Contour integral:
oint_C f(z) = int_-R^R f(w) dw + int_S f(z) dz = 2pi i sum "Res" f(z)
C anti-clockwise
Note that if C is clockwise, then there is a minus sign in front of 2pi i sum"Res" f(z) .
f(z) = 1/(z+i epsi)
Poles: z = -i epsi
"Res" f(-i epsi) = lim_(z rarr -i epsi) (z+i epsi) f(z) = 1
The path of C is a straight line from -R to R followed by a semi-circle from R to -R in the lower half-plane (since epsi > 0).
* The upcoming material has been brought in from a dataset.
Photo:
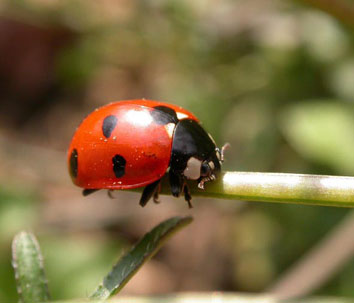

Now the direction of the contour is clockwise:
lim_(epsi rarr 0^+) int_-R^R f(w) dw = - 2pi i "Res" f(-i epsi) - lim_(epsi rarr 0^+) int_S f(z) dz
Take: z = Ae^(itheta)
lim_(epsi rarr 0^+) int_S f(z) dz = lim_(epsi rarr 0^+)int_(-pi)^0 (Aie^(itheta))/(Ae^(itheta)+i epsi)d theta = int_(-pi)^0 id theta = pi i
So: lim_(epsi rarr 0^+) int_-R^R 1/(w+i epsi) dw = - pi i